JACKSON, Wyo. — When it comes to health, living in Jackson Hole has both pluses and minuses.

Just four per cent of residents suffer from asthma, compared to nine per cent in the U.S. Dr. Travis Riddell, the Teton County public health officer, says the low rate is probably the result of circumstance rather than anything that was done locally.

"The main thing that drives that difference is air quality. We just live in a region where we're blessed with very clean air."

New York, Massachusetts, Ohio, and Washington D.C. have asthma rates of 11 to 12 per cent.

Low humidity also helps.

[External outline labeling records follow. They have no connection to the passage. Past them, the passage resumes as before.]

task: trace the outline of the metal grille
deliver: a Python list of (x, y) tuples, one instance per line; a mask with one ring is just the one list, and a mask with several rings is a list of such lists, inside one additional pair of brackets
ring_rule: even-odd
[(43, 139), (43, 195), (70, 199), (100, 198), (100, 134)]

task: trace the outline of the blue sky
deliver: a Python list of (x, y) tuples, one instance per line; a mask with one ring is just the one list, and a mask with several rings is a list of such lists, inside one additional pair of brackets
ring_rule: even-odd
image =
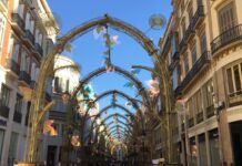
[[(172, 11), (171, 0), (48, 0), (48, 2), (60, 22), (60, 35), (90, 19), (102, 17), (104, 13), (147, 32), (149, 18), (152, 14), (161, 13), (169, 20)], [(153, 66), (151, 58), (132, 38), (114, 30), (109, 30), (109, 32), (112, 35), (119, 35), (120, 41), (111, 52), (114, 65), (128, 71), (133, 64)], [(162, 30), (150, 30), (147, 35), (158, 45), (163, 32), (164, 28)], [(89, 32), (72, 42), (72, 52), (64, 54), (81, 65), (81, 76), (83, 77), (91, 71), (102, 66), (102, 52), (104, 50), (105, 46), (102, 40), (95, 40), (93, 32)], [(150, 73), (145, 71), (141, 71), (137, 76), (143, 84), (147, 84), (145, 81), (150, 80)], [(93, 79), (91, 84), (98, 94), (117, 89), (134, 97), (135, 90), (123, 86), (127, 82), (127, 79), (119, 74), (108, 73)], [(109, 105), (110, 100), (111, 97), (101, 100), (100, 107)], [(124, 105), (125, 101), (118, 97), (118, 103)], [(120, 110), (112, 110), (108, 114), (113, 112), (120, 112)]]

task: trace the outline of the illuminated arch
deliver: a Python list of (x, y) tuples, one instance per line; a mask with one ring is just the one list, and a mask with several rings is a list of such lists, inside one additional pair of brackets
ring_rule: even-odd
[[(44, 56), (42, 60), (42, 63), (40, 65), (40, 72), (39, 76), (37, 79), (38, 84), (34, 87), (33, 96), (31, 98), (31, 112), (30, 112), (30, 122), (36, 122), (34, 120), (39, 116), (42, 116), (44, 114), (44, 89), (46, 89), (46, 80), (49, 76), (49, 72), (53, 69), (53, 61), (54, 56), (59, 53), (61, 53), (64, 50), (64, 46), (68, 44), (68, 42), (74, 40), (77, 37), (80, 37), (84, 34), (85, 32), (92, 30), (94, 27), (100, 24), (107, 24), (109, 27), (112, 27), (119, 31), (122, 31), (127, 34), (129, 34), (131, 38), (135, 39), (138, 43), (140, 43), (144, 50), (149, 53), (149, 55), (152, 55), (153, 62), (157, 66), (157, 72), (159, 73), (159, 79), (161, 80), (161, 87), (163, 87), (163, 95), (165, 96), (164, 106), (168, 113), (172, 111), (172, 87), (170, 83), (170, 75), (168, 72), (168, 66), (164, 61), (162, 61), (159, 56), (158, 50), (154, 46), (153, 42), (145, 37), (144, 33), (142, 33), (137, 28), (132, 27), (131, 24), (128, 24), (121, 20), (111, 18), (109, 15), (104, 15), (103, 18), (99, 18), (95, 20), (88, 21), (85, 23), (82, 23), (81, 25), (72, 29), (69, 33), (60, 38), (57, 42), (57, 44), (53, 46), (52, 51)], [(77, 94), (75, 94), (77, 95)], [(74, 96), (75, 96), (74, 95)], [(73, 98), (72, 98), (73, 100)], [(29, 131), (30, 135), (37, 135), (39, 126), (32, 126)], [(27, 154), (27, 160), (34, 160), (37, 157), (36, 148), (38, 146), (38, 136), (29, 137), (28, 139), (29, 146), (28, 146), (28, 154)], [(169, 149), (171, 151), (171, 149)], [(170, 158), (169, 158), (170, 160)]]

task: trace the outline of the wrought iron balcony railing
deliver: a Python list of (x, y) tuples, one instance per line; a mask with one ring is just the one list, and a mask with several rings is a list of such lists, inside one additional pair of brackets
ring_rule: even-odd
[(0, 10), (7, 11), (8, 0), (0, 0)]
[(181, 83), (182, 90), (198, 75), (198, 73), (210, 62), (210, 52), (205, 51), (193, 64), (192, 69), (185, 75)]
[(7, 69), (11, 70), (14, 74), (19, 75), (20, 74), (20, 66), (19, 64), (12, 60), (8, 59), (7, 60)]
[(186, 46), (188, 46), (186, 39), (185, 37), (183, 37), (181, 42), (179, 43), (180, 51), (183, 52)]
[(201, 123), (203, 121), (203, 112), (196, 114), (196, 123)]
[(31, 77), (26, 71), (20, 71), (19, 80), (24, 81), (27, 84), (31, 83)]
[(0, 100), (0, 115), (9, 118), (9, 107), (6, 105), (2, 105), (2, 101)]
[(51, 98), (52, 98), (52, 96), (48, 92), (46, 92), (46, 100), (50, 102)]
[(182, 132), (185, 132), (185, 124), (184, 123), (182, 123)]
[(14, 114), (13, 114), (13, 121), (17, 122), (17, 123), (20, 123), (21, 124), (21, 121), (22, 121), (22, 114), (14, 111)]
[(12, 21), (16, 22), (22, 31), (24, 31), (24, 21), (19, 13), (12, 13)]
[(242, 90), (229, 95), (229, 106), (238, 106), (242, 104)]
[(188, 29), (185, 30), (185, 33), (179, 44), (180, 46), (180, 51), (183, 52), (185, 46), (186, 46), (186, 42), (194, 37), (195, 34), (195, 28), (196, 25), (202, 21), (202, 19), (204, 18), (204, 8), (203, 6), (199, 6), (198, 10), (195, 11), (194, 15), (191, 19), (191, 22), (188, 27)]
[(211, 105), (211, 106), (206, 107), (206, 118), (210, 118), (210, 117), (212, 117), (213, 115), (215, 115), (215, 114), (214, 114), (214, 106)]
[(34, 48), (37, 50), (37, 52), (42, 56), (43, 55), (43, 49), (39, 43), (34, 44)]
[(192, 127), (192, 126), (194, 126), (194, 118), (193, 117), (189, 118), (189, 127)]
[(30, 30), (26, 30), (26, 39), (29, 40), (30, 43), (34, 45), (34, 37)]
[(201, 23), (203, 18), (204, 18), (204, 7), (199, 6), (198, 10), (195, 11), (194, 15), (192, 17), (194, 28), (196, 28), (196, 25)]
[(242, 42), (242, 24), (235, 25), (216, 37), (211, 42), (212, 53), (215, 53), (223, 46), (238, 41)]
[(182, 87), (179, 85), (175, 90), (174, 90), (174, 96), (178, 97), (181, 95), (181, 91), (182, 91)]

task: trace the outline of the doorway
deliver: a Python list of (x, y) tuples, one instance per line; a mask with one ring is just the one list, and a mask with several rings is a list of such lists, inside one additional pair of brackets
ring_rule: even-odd
[(230, 124), (234, 166), (242, 165), (242, 121)]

Newer housing stock also helps explain the lower asthma rates, as older homes tend to have more mould.

Skin damage, however, is more prevalent in Jackson Hole.

"We see so much more skin cancer than anywhere else I've ever worked in my life," said Robin Sproule, a certified physician's assistant at Western Wyoming Dermatology and Surgery.

At higher elevations, with less atmosphere to deflect ultraviolet rays, the risk is higher. The elevation of Jackson, the valley's only town, is 1,890 metres.

"We are at a very high elevation, and people in the valley spend a lot of time outdoors," Sproule told the Jackson Hole News&Guide.

She urges those spending outdoors to slather on the sunscreen as if painting a house: Put on two layers.